試験対象の構造は、「プロトタイプ(実物)」と「モデル(縮尺モデル)」に分けられます。
既存の構造で特に特殊なものではない場合は、実物を使用して試験を行うことが可能です。一方で、設計段階の構造や、超大型・超重量・超小型・超軽量の特殊な構造については、モデル試験のみが適用されます。
モデルを用いる場合は、「幾何学的な相似性」だけでなく「動的な相似性」を考慮した相似則に基づいてモデルを作成する必要があります。

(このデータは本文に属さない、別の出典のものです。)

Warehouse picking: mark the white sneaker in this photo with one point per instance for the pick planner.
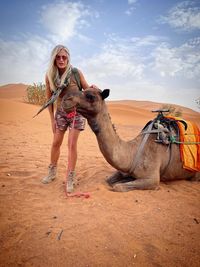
(51, 175)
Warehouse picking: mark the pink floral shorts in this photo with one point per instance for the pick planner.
(71, 120)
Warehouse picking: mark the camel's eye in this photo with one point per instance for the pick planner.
(90, 97)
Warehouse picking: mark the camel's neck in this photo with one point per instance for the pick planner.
(112, 147)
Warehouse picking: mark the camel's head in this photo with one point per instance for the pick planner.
(88, 102)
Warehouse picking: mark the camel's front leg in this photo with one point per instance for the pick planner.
(116, 177)
(138, 184)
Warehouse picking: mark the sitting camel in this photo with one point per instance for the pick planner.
(141, 163)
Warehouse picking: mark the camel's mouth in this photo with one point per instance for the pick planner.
(68, 103)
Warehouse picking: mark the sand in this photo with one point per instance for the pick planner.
(39, 226)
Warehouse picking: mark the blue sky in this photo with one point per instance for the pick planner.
(140, 49)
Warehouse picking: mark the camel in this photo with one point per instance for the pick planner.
(140, 163)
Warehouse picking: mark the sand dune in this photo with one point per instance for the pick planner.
(39, 226)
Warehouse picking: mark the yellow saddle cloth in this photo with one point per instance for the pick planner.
(190, 145)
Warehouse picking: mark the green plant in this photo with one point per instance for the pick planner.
(173, 111)
(35, 94)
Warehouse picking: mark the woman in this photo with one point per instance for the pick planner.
(59, 72)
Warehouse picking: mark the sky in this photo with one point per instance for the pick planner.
(139, 49)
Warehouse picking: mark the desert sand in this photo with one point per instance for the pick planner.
(41, 227)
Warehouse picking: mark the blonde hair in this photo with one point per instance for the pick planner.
(52, 71)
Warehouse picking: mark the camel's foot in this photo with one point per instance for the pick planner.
(140, 184)
(119, 177)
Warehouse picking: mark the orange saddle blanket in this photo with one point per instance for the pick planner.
(190, 145)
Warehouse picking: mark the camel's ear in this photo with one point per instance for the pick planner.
(105, 93)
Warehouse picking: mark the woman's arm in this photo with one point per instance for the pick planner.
(50, 107)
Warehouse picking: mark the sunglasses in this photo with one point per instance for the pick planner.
(61, 57)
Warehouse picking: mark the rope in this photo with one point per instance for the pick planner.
(174, 141)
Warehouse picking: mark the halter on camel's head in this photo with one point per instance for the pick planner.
(84, 100)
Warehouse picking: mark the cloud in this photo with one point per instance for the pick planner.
(178, 61)
(23, 61)
(131, 8)
(63, 20)
(184, 16)
(28, 55)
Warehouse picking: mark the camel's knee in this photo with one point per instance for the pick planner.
(116, 177)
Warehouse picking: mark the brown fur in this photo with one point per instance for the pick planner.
(155, 163)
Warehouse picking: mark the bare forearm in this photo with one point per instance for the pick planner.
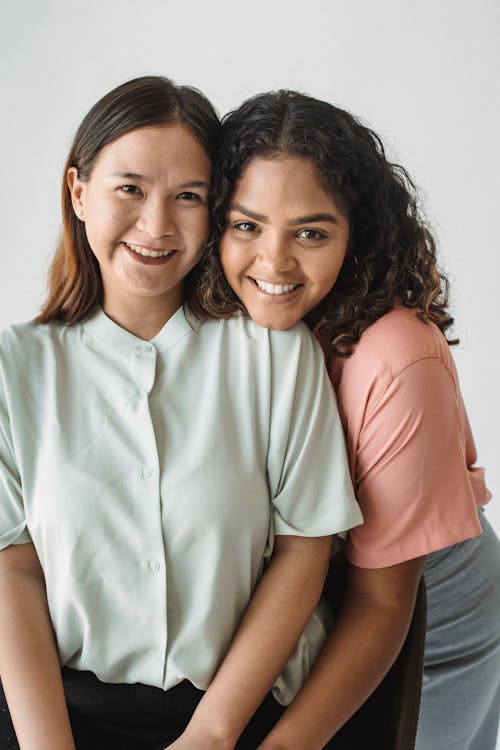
(361, 649)
(29, 665)
(278, 612)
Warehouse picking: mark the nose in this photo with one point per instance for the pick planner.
(276, 255)
(157, 218)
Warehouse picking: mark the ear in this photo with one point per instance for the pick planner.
(77, 190)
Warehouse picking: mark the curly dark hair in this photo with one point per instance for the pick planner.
(391, 257)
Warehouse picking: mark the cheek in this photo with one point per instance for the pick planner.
(233, 257)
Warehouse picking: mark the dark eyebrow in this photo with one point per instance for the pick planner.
(140, 177)
(293, 222)
(250, 214)
(130, 176)
(312, 218)
(196, 183)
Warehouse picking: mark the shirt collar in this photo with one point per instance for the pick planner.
(102, 328)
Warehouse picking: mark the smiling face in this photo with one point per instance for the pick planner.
(146, 216)
(284, 242)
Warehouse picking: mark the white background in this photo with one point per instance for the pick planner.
(423, 74)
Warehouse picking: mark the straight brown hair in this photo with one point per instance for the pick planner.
(74, 281)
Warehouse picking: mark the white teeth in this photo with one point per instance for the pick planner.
(148, 253)
(275, 288)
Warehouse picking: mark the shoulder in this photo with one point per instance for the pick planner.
(400, 338)
(32, 342)
(393, 343)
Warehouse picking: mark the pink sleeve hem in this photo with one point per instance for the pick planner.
(427, 543)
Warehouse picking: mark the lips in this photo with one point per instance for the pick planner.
(145, 252)
(275, 289)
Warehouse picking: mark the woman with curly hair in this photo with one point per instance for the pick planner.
(152, 502)
(314, 222)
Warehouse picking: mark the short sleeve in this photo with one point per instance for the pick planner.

プロトタイプ試験でもモデル試験でも、「試験対象構造の境界条件」は重要な要素であり、異なる境界条件によって構造の特性が大きく変化します。
例えば、自由梁、片持ち梁、単純サポート梁では、それぞれ振動特性が大きく異なります。そのため、「試験対象構造の境界条件を正確に再現する」ことが求められます。

機械的観点から、境界条件は以下のように分類されます。

  • 「幾何学的境界条件」
  • 「力学的境界条件」
  • 「運動学的境界条件」

モーダル試験において最も影響が大きいのは、「幾何学的境界条件(試験対象構造のサポート条件)」です。サポート条件には、主に以下の3種類があります。

  • 「自由サポート」
  • 「剛性サポート」
  • 「実装サポート(実際の設置状態に準じたサポート)」

試験対象の構造が「完全な状態で試験できる場合」は、モーダル試験においても「実際の作業環境を再現することが基本原則」となります。
一方、モーダル合成法を用いて試験対象構造を部分構造に分割して試験を行う場合は、境界条件はモーダル合成法の要件に基づいて決定されます。

2. 自由サポート(フリーサポート)

一部の振動構造は「自由状態で動作」します。例えば、航空機・ロケット・ミサイル・人工衛星などの「空中を飛行する構造物」です。
このような構造の「全体モデル試験」を行う際は、自由境界条件を再現する必要があります。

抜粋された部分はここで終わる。